How do I know this was “intent to lose”? The Mavericks’ coach, Jason Kidd, told the world that:
“I can’t speak for [Doncic]. But I think when you look at it, we all said we want to have the opportunity to find a way to get in [the play-in round]. And we were going to play until told otherwise. And today was the day that we were told we’re going to do something different.”
Read that carefully. The head coach and the team were told they would be doing something different from trying to make the play-in round of the NBA playoffs. Who might have been the one(s) to tell Jason Kidd and the Mavs’ players to go out and lose some games? Will Adam Silver need a 6-month investigation to narrow down the possibilities there? Do you think Charlie Chan might be available to lend some assistance here?
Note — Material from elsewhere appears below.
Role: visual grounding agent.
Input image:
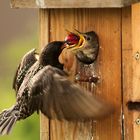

- Memo to Adam Silver: Any time any professional team in any league tries to lose a game instead of trying to win a game, it puts an indelible black mark on that team and that league. More than a hundred years after the fact, people remember the Black Sox Scandal.
- You, sir, are in charge. One of your job duties is to be the league’s disciplinarian. Over to you…
Forget about a fine. Even if you were allowed to levy fines of a meaningful amount, Mark Cuban could pay it and move on. Remember, he did that in the past (maybe 6 or 7 years ago) when you\\\the NBA fined him for openly talking about having the Mavs tank some games. This current situation is a blight on the NBA and the fact that it happens in varying degrees in just about every season does not diminish how bad it is. At some point, this kind of intentional losing will cause bettors to look askance at putting down some action on some NBA games; and – like it or not – that decision could cost the league fans and lost TV ratings.
Look, the NBA already has image problems with things like load-management and players demanding trades and players engaging in clearly anti-social behaviors; but those are things generally done by players and maybe coaches too. This is different; someone – or some ones – above the head coach in the hierarchy informed the head coach that winning was not the objective as of April 7th. If I need to explain why that is an important difference, I fear that Commissioner Silver and the entirety of the NBA’s “governors” will never understand.
Jason Kidd understands the stakes here. After explaining that he had been informed to sit anyone on the Mavs roster who might cause them to win a game, he added the following about the players who would take the court in Mavericks’ uniforms:
- He said the guys would “go out and try to play to win”.
- “You’ve got to be pros; you can’t cheat the game.”
Here is what I think is an appropriate action for the NBA now. It might give other teams a pause before they give up on trying to win games:
- Strip the Mavs of that first round pick they held onto by tanking; they should have no chance in the Victor Wembanyama sweepstakes.
- Then award the Mavs’ first round pick in 2024 to the NY Knicks as recompense for the pick that the Knicks did not receive this year.
Yes, that would leave the Mavs without a first-round draft pick two years in a row. With that as a precedent for teams who are not trying to win every game, maybe that will give pause to the next owner/GM who even acquiesces to such a plan let alone one who endorses it. As I said, Mr. Commish, “Over to you…”
Finally, tanking is another word for quitting so let me close today with these words attributed to former US Vice-President, Hubert Horatio Humphrey:
“Some people look upon any setback as the end. They are always looking for the benediction and not the invocation … But you can’t quit. That is not what our country was built on.”